En este sentido, explicó que ese tipo de decisiones adoptadas desde un punto de vista empresarial no consideran las externalidades o costos que se pueden generar a la sociedad en términos de asistencia financiera a la seguridad social.     

“Es importante que se busquen mecanismos para que esas empresas incorporen esas externalidades que impactan en el costo de la seguridad social”, reclamó.

Sobre lo tecnológico, el trabajo asegura que los impactos en el mercado laboral son variados y su magnitud e intensidad son más difíciles de predecir que los fenómenos demográficos, aunque deben tenerse presentes los puestos de trabajo que se pueden perder con la automatización que afectaran al sistema.

“El desafío más importante no consiste en actuar de forma oportuna, sino en realizar un monitoreo permanente de la situación que permita identificar tempranamente los cambios en el mercado del trabajo”, plantea el informe.  

El fin del bono demográfico

Según se desprende del estudio, el envejecimiento de la población representa a nivel global la principal amenaza a la sustentabilidad financiera de los sistemas de seguridad social, y a Uruguay esta realidad no le es ajena.

Si bien es cierto que en el país existen altos niveles de cobertura y “razonables resultados en la suficiencia de las prestaciones” con mínimos registros de pobreza en la población mayor de 65 años, para el futuro se proyecta un problema ante la fase de cierre de la denominada ventana de oportunidad demográfica o bono demográfico, que implica períodos en los que hay mayor cantidad de activos que de pasivos, y se genera mayor producción y crecimiento.   

"Las tendencias demográficas presionarán de forma significativa sobre el equilibrio financiero del sistema de seguridad social generando una necesidad creciente de asistencia financiera por parte del gobierno central.
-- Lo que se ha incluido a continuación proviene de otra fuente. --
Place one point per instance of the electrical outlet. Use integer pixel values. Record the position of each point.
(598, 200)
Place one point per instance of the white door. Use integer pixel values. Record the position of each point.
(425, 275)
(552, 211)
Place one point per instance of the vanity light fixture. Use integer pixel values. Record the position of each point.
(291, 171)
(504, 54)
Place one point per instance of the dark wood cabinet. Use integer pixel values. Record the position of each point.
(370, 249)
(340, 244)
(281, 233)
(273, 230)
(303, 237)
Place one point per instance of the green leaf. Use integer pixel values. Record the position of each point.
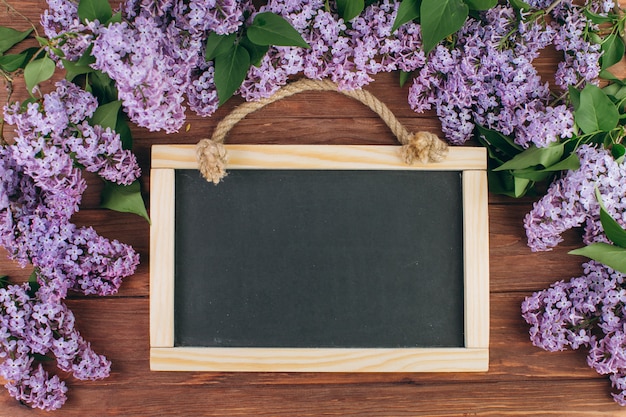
(270, 29)
(231, 69)
(12, 62)
(106, 114)
(609, 255)
(481, 4)
(256, 52)
(124, 198)
(506, 184)
(409, 10)
(534, 156)
(520, 5)
(612, 228)
(218, 44)
(95, 10)
(612, 51)
(38, 71)
(10, 37)
(440, 18)
(349, 9)
(596, 111)
(103, 87)
(404, 77)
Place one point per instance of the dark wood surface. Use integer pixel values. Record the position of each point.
(522, 380)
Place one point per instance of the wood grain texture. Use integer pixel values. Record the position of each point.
(522, 380)
(337, 157)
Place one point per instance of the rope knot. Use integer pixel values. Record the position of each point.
(212, 160)
(424, 147)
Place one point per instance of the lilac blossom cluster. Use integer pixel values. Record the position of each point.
(488, 78)
(587, 311)
(348, 53)
(61, 24)
(37, 323)
(581, 58)
(40, 189)
(571, 202)
(590, 310)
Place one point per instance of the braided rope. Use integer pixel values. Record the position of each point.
(420, 146)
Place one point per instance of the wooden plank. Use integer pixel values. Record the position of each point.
(476, 258)
(523, 399)
(162, 261)
(317, 157)
(319, 360)
(164, 356)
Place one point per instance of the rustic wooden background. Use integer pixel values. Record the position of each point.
(522, 380)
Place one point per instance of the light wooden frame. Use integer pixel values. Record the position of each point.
(164, 356)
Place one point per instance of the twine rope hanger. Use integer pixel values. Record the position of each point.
(421, 146)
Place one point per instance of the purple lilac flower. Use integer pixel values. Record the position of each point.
(571, 201)
(41, 324)
(150, 76)
(485, 81)
(48, 132)
(347, 55)
(588, 311)
(69, 257)
(60, 20)
(581, 63)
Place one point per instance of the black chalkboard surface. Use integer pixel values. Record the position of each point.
(319, 258)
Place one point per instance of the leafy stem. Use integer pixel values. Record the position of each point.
(14, 10)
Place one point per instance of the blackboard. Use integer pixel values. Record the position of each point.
(319, 258)
(283, 258)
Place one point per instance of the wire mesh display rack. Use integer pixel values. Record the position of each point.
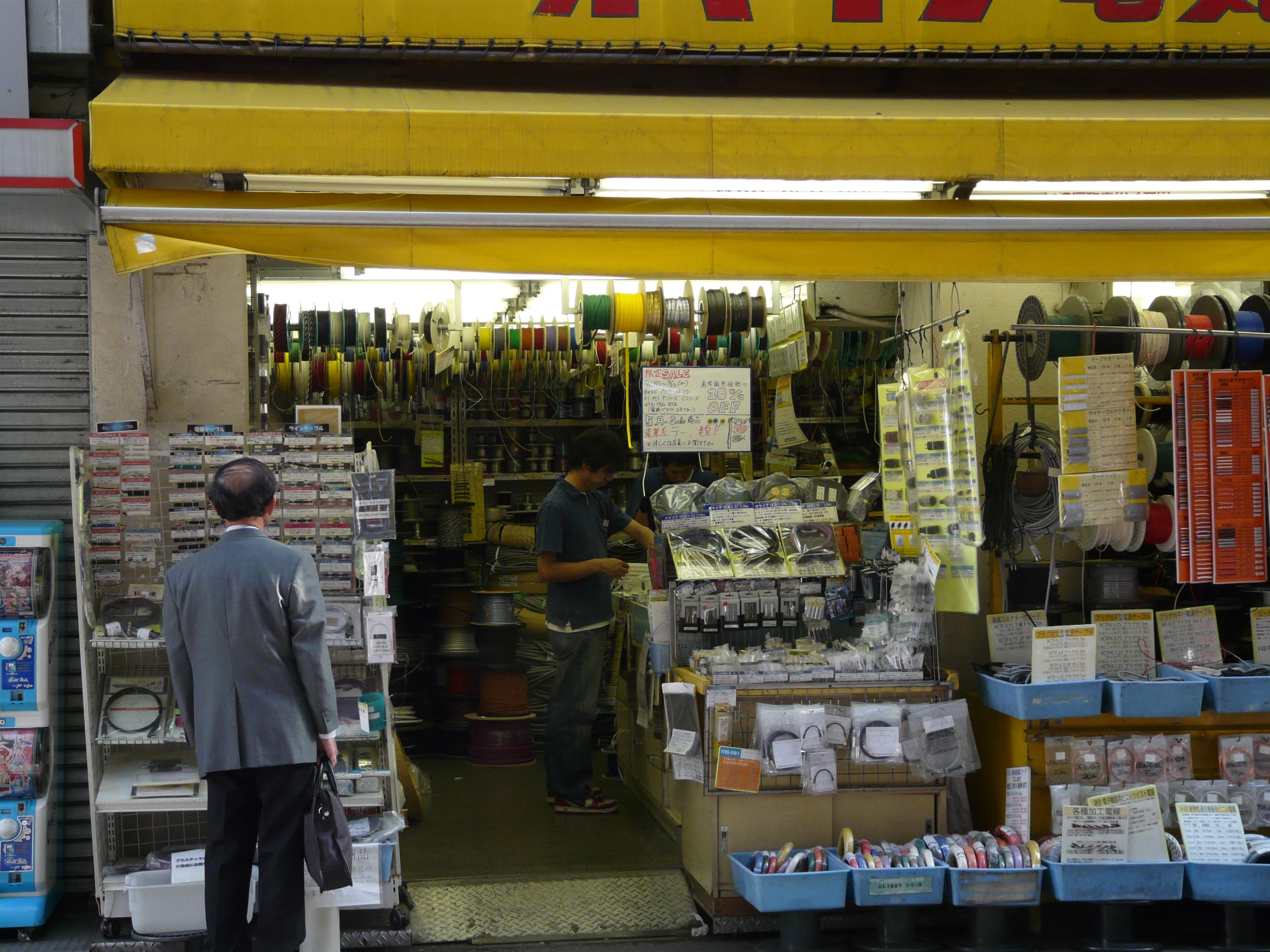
(850, 774)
No obstante, el pasaje de parte de los trabajadores desde un sistema de reparto puro administrado por el Banco de Previsión Social a uno mixto en el que también intervienen las AFAP's amortiguará este efecto, conteniendo las presiones financieras sobre el bloque principal del sistema menos hasta 2040", se señala.  

En este sentido, Zunino sostuvo que aunque hay una tendencia creciente en las necesidades de asistencia financiera para la seguridad social, el “sistema no está en crisis”. 
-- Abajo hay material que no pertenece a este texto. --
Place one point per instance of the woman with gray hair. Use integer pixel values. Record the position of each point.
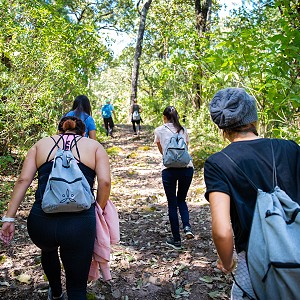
(231, 196)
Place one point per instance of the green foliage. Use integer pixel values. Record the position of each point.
(49, 52)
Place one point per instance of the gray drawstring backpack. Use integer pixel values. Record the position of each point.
(67, 189)
(273, 254)
(176, 153)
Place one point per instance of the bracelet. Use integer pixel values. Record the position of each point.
(7, 219)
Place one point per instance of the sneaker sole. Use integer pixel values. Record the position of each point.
(174, 247)
(189, 235)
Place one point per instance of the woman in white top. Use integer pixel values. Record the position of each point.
(175, 177)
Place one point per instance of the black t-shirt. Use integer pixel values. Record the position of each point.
(255, 159)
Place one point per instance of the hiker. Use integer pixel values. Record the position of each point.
(135, 111)
(106, 111)
(82, 109)
(73, 233)
(173, 177)
(232, 198)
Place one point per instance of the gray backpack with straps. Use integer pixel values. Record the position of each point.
(273, 253)
(176, 153)
(67, 189)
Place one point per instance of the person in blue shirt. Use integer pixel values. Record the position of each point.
(106, 111)
(82, 110)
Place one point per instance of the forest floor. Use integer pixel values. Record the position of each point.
(142, 265)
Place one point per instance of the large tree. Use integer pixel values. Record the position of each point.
(138, 49)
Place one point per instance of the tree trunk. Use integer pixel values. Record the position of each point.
(202, 11)
(138, 50)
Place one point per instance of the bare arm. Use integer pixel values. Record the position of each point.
(221, 229)
(103, 176)
(23, 182)
(159, 147)
(92, 134)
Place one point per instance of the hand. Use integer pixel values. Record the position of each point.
(226, 271)
(7, 232)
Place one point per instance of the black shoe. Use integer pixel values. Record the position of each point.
(50, 297)
(176, 245)
(188, 232)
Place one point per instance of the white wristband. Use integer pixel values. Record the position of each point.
(7, 219)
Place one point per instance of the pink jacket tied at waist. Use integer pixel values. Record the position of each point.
(107, 234)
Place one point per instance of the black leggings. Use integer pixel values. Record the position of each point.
(74, 234)
(138, 123)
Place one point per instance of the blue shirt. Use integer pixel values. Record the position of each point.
(107, 110)
(87, 119)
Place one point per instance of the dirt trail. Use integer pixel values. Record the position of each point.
(142, 265)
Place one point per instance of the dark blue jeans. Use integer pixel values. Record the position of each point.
(74, 235)
(181, 177)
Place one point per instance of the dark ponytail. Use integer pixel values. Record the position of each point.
(71, 124)
(172, 116)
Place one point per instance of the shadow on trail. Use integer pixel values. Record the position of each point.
(142, 265)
El economista aseguró que el incremento de la asistencia ya representa guarismos significativos, pero que la presión importante empieza a partir de 2040, por lo que Uruguay tiene “dos décadas en la que se puede empezar a actuar”.

“Es una ventana temporal que permite que las reformas de pensiones que generalmente tardan años en concretarse puedan empezar a generar sus efectos. Las tendencias poblacionales y sus impactos específicos sobre las necesidades de financiamiento del sistema están debidamente anticipadas, y por ende, no deberían existir motivos válidos para no adoptar las medidas de adecuación necesarias”, se resume.